I recall how, with fellow busmen in front of DigBeth garage, how we all were looking towards the top of the Bull Ring when the Market Hall was being bombed, and the brave firemen were struggling with hoses at the top of their ladders, and Jerry dropped an oil bomb on the market Hall, and the terrific "whoosh" and pressure from it seemed to knock us all back into the garage, and the market Hall must have been some 200 yards away.
However, all good and bad things must come to an end, as the saying is, and I reported to the garage for duty one day, and the garage Forman said to me and others, and it was Friday, pay day as well, "Go outside your 'bus is there, and join that convoy." So, willy-nilly I was in the Forces. I don't think I am betraying any secrets after all of these years, but our first stop with the convoy was in the centre of newbury.
A vast force of vehicles and men were there, and I can only say that we went where we had to go, in many and diverse ways, and I finished up in Aldershot, where I, with others, was left until required, so that all we could do was to have a look around the place.

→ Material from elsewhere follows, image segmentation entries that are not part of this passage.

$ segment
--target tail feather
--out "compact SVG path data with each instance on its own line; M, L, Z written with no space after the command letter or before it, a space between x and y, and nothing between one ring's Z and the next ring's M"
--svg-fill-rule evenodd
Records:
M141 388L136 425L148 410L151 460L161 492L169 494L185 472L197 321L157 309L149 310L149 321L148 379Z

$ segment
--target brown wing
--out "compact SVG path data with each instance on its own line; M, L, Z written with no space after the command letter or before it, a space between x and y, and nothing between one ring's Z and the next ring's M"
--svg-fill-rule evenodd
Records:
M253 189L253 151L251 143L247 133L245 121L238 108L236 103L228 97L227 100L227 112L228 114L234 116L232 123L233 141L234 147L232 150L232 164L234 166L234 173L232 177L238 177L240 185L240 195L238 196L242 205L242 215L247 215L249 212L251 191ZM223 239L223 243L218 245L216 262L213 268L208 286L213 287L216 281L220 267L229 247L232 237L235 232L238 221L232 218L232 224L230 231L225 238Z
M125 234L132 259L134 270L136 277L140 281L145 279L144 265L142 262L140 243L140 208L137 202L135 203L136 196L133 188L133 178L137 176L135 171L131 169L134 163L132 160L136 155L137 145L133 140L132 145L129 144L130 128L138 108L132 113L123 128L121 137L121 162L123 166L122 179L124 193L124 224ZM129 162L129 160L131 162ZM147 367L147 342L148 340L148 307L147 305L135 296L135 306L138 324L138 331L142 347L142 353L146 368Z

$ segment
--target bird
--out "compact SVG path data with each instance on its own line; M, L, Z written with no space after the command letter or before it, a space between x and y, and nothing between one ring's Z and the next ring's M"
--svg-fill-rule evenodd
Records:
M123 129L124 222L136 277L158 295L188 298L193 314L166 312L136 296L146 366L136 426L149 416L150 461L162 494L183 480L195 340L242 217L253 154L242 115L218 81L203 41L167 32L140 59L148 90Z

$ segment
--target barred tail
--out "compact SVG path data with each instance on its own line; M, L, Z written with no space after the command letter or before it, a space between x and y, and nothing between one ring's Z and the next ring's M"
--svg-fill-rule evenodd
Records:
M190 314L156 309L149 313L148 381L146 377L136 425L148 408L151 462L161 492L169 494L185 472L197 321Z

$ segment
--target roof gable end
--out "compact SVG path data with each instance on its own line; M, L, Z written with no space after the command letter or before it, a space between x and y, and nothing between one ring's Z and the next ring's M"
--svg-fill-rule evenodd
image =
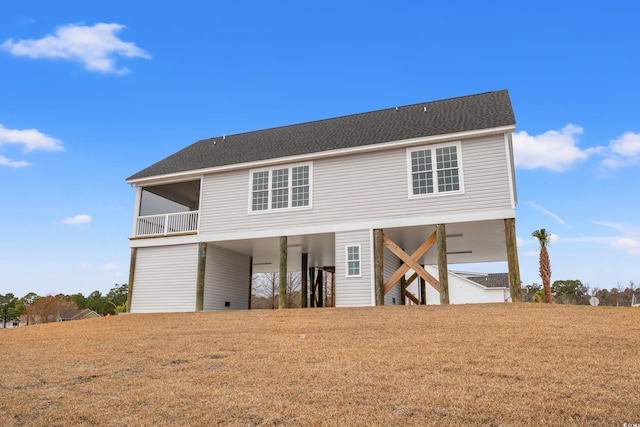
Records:
M506 90L198 141L127 181L192 170L515 125Z

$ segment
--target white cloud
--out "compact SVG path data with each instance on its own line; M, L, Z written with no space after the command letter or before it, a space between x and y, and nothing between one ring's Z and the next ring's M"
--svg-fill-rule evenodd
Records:
M536 202L528 202L529 206L531 206L532 208L539 210L540 212L542 212L543 214L550 216L551 218L555 219L558 224L562 224L566 227L572 228L569 224L567 224L566 222L564 222L564 220L562 218L560 218L558 215L554 214L553 212L545 209L544 207L538 205Z
M609 141L607 158L602 164L609 168L632 166L640 163L640 133L627 132Z
M622 237L612 241L611 247L626 250L632 255L640 255L640 240Z
M57 28L54 35L41 39L8 39L0 47L16 56L67 59L84 64L89 71L126 74L129 69L116 65L116 55L146 59L151 56L134 43L116 37L123 28L126 27L116 23L97 23L92 27L70 24Z
M29 162L25 162L24 160L11 160L4 156L0 156L0 166L9 166L12 168L23 168L25 166L29 166Z
M87 224L91 222L91 217L89 215L80 214L74 217L65 218L62 222L68 225Z
M561 131L549 130L540 135L526 131L513 134L513 151L516 167L523 169L545 168L564 171L576 162L585 160L600 148L581 150L577 137L584 132L580 126L568 124Z
M25 152L64 150L59 139L45 135L36 129L7 129L0 124L0 145L2 144L20 144Z
M21 145L25 153L33 150L62 151L64 147L59 139L46 135L36 129L7 129L0 124L0 146L3 144ZM0 156L0 166L23 168L29 166L24 160L13 160Z

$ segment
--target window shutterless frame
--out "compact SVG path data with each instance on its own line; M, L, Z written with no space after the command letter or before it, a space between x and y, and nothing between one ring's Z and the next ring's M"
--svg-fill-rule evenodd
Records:
M460 141L407 148L410 199L464 193Z
M345 253L345 276L361 277L362 276L362 246L346 245Z
M311 208L312 163L251 169L249 213Z

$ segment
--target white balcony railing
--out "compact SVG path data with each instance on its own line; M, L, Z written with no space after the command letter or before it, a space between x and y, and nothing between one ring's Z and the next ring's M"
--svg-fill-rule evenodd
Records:
M198 231L198 211L139 216L136 237L167 236Z

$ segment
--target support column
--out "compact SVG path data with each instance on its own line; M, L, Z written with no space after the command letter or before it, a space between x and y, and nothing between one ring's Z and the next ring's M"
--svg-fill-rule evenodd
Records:
M436 225L438 245L438 281L440 282L440 304L449 304L449 266L447 265L447 230L444 224Z
M280 237L278 308L287 308L287 236Z
M511 301L522 302L515 218L506 218L504 220L504 235L507 242L507 265L509 266L509 291L511 293Z
M131 248L131 261L129 263L129 291L127 293L127 313L131 313L131 297L133 297L133 280L136 275L136 255L138 248Z
M311 284L311 301L309 302L309 307L313 308L316 306L316 269L315 267L311 267L309 269L309 283Z
M249 305L247 306L251 310L251 297L253 292L253 257L249 257Z
M331 275L331 307L336 306L336 272L329 273Z
M207 265L207 244L198 245L198 277L196 279L196 311L204 310L204 270Z
M324 292L323 292L323 285L324 285L324 271L318 269L318 277L316 278L316 286L318 287L318 305L317 307L323 307L324 306Z
M300 307L307 308L307 277L309 275L309 255L302 254L302 274L300 275Z
M373 230L374 287L376 305L384 305L384 234L381 229Z

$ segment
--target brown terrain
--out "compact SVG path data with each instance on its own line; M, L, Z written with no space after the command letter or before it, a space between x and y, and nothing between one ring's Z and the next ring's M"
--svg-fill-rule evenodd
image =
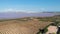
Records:
M0 22L0 34L36 34L52 22L42 22L38 19L19 21L10 20Z

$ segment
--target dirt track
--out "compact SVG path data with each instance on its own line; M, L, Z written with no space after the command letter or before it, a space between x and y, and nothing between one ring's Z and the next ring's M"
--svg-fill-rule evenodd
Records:
M0 23L0 33L2 34L36 34L40 28L44 28L51 22L39 21L5 21Z

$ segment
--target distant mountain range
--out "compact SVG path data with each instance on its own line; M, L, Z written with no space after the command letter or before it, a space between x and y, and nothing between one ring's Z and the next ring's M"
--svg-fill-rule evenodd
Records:
M0 13L0 19L22 18L22 17L51 17L54 15L60 15L60 13L54 12L39 12L39 13L24 13L24 12L7 12Z

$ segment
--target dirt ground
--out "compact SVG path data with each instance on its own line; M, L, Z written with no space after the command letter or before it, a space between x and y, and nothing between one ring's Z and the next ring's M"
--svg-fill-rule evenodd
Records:
M36 34L39 29L46 27L52 22L30 21L4 21L0 22L1 34Z

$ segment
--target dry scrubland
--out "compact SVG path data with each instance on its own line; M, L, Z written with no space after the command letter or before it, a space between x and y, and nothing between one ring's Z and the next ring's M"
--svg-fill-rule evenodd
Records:
M0 34L36 34L39 29L51 24L50 21L39 21L39 19L13 19L0 22Z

As I strolled along, left like others to my own devices, I noticed a huge open-fronted shed that was half-filled with a mountain of boots, mainly army boots that were obviously second-hand, but many much better than mine, so with no-one to say me nay, I climbed up the stack and exchanged my boots for a much better pair.
I was comforted by the old adage; When in Rome do as Rome does!
Somehow or other a feeling of peace came over me, it was just as if all of the travails and upsets of yesterday had never been, although I knew that after we had all endured during the 'phoney war,' and this was the time of Dunkirk, I knew that nothing would ever be the same again, our to-morrows were yet to come.